November 12, 2014 / 7:36 AM / 4 years ago

Xiaomi to buy stake in Youku Tudou as part of online video push

BEIJING (Reuters) - Xiaomi Technology Co Ltd [XTC.UL] will acquire a stake in Chinese video streaming firm Youku Tudou Inc YOKU.N, cementing ties between China’s leading smartphone maker and one of the most popular content providers in the video-hungry country.

People stand near a logo of Xiaomi ahead of the launching ceremony of Xiaomi Phone 4, in Beijing, July 22, 2014. Picture taken July 22, 2014. REUTERS/Jason Lee

In a joint statement on Wednesday, the companies said the transaction would take place on the open market but did not specify how large the smartphone maker’s stake would be or how much would be invested.

Word of the stake acquisition, coming a week after Xiaomi pledged to invest a total of $1 billion to expand its Internet TV content, adds to the frenzy in China’s fast-growing online video market. E-commerce giant Alibaba Group Holding Ltd (BABA.N) already owns nearly a quarter of Youku Tudou.

Online video sites include those run by Sohu.Com Inc (SOHU.O), Baidu Inc’s (BIDU.O) iQiyi and Tencent Holdings Ltd (0700.HK) have been jockeying for position in a market estimated to be worth $3 billion in 2014.

Youku Tudou and Xiaomi will jointly invest in the production and distribution of online video content and films, while Xiaomi will license Youku Tudou’s video content, the companies said.

But Xiaomi may be entering a regulatory quagmire. China’s authorities have in recent months moved to cut unapproved and “harmful” online TV content, which had been freely proliferating.

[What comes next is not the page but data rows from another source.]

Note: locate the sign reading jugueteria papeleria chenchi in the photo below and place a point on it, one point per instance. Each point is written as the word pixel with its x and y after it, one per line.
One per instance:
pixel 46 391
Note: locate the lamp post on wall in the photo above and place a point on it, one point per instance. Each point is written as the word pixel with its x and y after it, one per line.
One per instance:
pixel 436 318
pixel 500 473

The world’s third-largest smartphone maker has been ramping up its push into the living room by offering a set-top box as well as a Mi TV television set.

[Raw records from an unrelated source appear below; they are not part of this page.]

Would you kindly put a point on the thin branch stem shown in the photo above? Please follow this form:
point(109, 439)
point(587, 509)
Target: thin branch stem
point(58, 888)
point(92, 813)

The investment in Youku Tudou shows how Xiaomi’s strategic direction may put it increasingly at odds with Alibaba, the $285 billion behemoth that also offers set-top online video boxes.

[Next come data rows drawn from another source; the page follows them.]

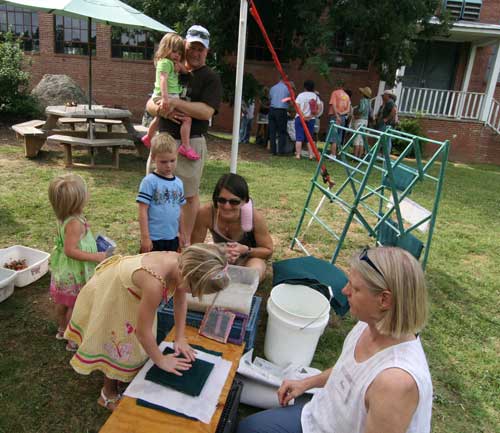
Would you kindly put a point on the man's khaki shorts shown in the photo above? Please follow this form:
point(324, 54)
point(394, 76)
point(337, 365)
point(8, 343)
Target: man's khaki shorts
point(190, 171)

As of May, Alibaba Group owned a 23.4 percent stake in Youku Tudou, now worth slightly more than $1 billion, part of the e-commerce titan’s own push into selling digital products such as online film and TV.

Alibaba, meanwhile, has long been rumored to be interested in the mobile handset market, although Executive Vice Chairman Joe Tsai told reporters this week he didn’t think Alibaba had plans to buy a phone maker.

“The question was are we going to go out and buy a (handset) manufacturer to accomplish what we want. I don’t think so.”